El comisario se acerca bailando, la atrapa por la cintura, le da una palmada en una nalga. Ella trata de ponerse seria, de desembarazarse, pide que la suelte. Él reclama un beso a cambio. Ella concede, pero en la refriega el beso vuelve a caerle al comisario en el bigote, así que quiere otro. Entretanto ha empezado a sonar el teléfono: «Venga, déjate de tonterías y vete a contestar, que estoy con la tortilla».
El comisario va hacia la sala no sin antes darle otro azote a su presa. Descuelga. Desde la cocina se oye su saludo, «Hombre, el viajero…», pero el resto de la conversación resulta casi inaudible. No pasa mucho tiempo hablando, dos o tres minutos, «Bueno cuídate, y llama de vez en cuando… Ahora mismo se lo doy, de tu parte…».
Enseguida, el comisario vuelve a la cocina:
—Me acaban de dar otro beso para ti, así que ya me debes dos.
—¿Ah sí?, quién…
—Tomás, desde Nueva York.
—Ah y qué tal el viaje…
—Bien…, que la habitación del hotel es un asco, pero que casi se cae redondo cuando se tropezó con el primer rascacielos. Dice que los de aquí parecen de juguete en comparación… Se le ve contento…, por lo visto nada más llegar anoche salió de copas hasta las tantas…

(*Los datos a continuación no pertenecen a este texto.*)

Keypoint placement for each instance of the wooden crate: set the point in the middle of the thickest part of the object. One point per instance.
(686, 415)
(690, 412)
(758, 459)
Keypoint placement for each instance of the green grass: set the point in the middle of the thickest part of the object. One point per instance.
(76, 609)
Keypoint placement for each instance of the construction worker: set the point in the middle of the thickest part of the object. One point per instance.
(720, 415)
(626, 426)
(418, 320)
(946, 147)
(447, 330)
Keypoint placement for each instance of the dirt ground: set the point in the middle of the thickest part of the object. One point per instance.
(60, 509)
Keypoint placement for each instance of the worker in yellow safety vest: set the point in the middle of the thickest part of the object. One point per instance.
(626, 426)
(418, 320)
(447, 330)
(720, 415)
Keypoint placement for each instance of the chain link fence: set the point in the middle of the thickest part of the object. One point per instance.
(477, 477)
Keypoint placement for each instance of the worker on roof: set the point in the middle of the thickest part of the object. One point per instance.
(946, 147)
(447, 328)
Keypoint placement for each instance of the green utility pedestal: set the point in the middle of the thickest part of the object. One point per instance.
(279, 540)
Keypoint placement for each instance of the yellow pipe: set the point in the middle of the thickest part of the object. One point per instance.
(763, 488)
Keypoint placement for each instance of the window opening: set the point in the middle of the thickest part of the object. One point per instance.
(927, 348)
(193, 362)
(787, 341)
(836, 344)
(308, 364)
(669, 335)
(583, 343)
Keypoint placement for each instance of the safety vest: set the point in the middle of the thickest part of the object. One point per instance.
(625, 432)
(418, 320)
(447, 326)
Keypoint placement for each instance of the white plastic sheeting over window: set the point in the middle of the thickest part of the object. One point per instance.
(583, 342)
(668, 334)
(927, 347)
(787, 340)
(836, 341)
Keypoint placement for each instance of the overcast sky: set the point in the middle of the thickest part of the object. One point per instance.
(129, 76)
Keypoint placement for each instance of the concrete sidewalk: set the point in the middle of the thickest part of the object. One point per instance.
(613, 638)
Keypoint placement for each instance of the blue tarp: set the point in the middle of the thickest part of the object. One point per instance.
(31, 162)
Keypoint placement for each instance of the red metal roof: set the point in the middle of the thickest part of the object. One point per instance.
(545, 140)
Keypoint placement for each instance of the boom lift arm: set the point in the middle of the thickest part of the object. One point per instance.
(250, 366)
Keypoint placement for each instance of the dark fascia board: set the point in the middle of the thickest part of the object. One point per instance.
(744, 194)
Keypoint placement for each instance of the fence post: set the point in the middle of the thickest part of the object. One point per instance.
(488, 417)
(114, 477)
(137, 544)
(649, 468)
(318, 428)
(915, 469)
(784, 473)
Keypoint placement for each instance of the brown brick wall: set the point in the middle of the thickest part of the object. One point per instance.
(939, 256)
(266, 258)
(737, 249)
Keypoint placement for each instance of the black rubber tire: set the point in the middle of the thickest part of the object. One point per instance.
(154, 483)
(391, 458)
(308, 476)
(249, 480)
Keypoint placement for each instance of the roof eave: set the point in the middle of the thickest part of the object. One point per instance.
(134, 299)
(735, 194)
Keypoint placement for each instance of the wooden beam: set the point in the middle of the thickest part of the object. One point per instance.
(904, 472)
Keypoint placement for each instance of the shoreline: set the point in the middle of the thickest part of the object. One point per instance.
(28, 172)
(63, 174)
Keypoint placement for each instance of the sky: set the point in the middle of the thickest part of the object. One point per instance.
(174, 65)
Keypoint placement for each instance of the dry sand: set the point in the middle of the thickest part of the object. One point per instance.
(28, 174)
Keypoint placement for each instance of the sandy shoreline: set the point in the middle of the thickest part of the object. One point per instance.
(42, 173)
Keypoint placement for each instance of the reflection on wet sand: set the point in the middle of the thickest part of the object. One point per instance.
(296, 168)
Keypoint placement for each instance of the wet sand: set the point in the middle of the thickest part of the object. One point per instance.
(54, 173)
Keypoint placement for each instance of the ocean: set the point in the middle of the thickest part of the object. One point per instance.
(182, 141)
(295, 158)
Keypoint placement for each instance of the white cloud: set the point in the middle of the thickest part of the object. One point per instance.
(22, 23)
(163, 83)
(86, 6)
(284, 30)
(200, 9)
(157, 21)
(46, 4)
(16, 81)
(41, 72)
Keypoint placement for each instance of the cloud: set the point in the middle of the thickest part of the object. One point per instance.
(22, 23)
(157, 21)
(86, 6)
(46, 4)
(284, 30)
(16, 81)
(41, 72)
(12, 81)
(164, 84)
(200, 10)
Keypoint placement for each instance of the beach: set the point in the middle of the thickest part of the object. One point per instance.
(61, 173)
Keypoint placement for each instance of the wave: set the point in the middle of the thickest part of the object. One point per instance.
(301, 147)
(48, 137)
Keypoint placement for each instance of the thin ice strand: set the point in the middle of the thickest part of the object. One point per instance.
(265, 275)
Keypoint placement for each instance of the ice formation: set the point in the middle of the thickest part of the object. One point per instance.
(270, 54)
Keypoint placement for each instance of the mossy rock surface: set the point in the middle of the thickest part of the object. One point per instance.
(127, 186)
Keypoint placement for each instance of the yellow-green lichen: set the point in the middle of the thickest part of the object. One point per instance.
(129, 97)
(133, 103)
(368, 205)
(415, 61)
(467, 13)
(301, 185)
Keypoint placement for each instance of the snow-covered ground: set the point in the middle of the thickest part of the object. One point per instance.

—Menudo tiene que ser aquello por la noche…, qué miedo.
—Dice que no, que el centro está lleno de gente… Además, si no sabe cuidarse él…
—Bueno, bueno…
—Oye, ¿no te gustaría que fuéramos tú y yo, a Nueva York? En cuanto me jubile podemos ir a una agencia de viajes y preguntar…
—Huy, no…, un viaje tan largo…, y sin saber el idioma…
—Bueno, si Tomás se instala allí podrá hacernos de cicerone. Y dicen que mucha gente habla español.
—… y tantas horas de avión…
El comisario ha vuelto a acortar distancias:
—Bueno, de momento vamos a ver qué pasa con esos dos besos que me debes.
—Estate quieto, José María, que estás tú hoy muy pegajoso.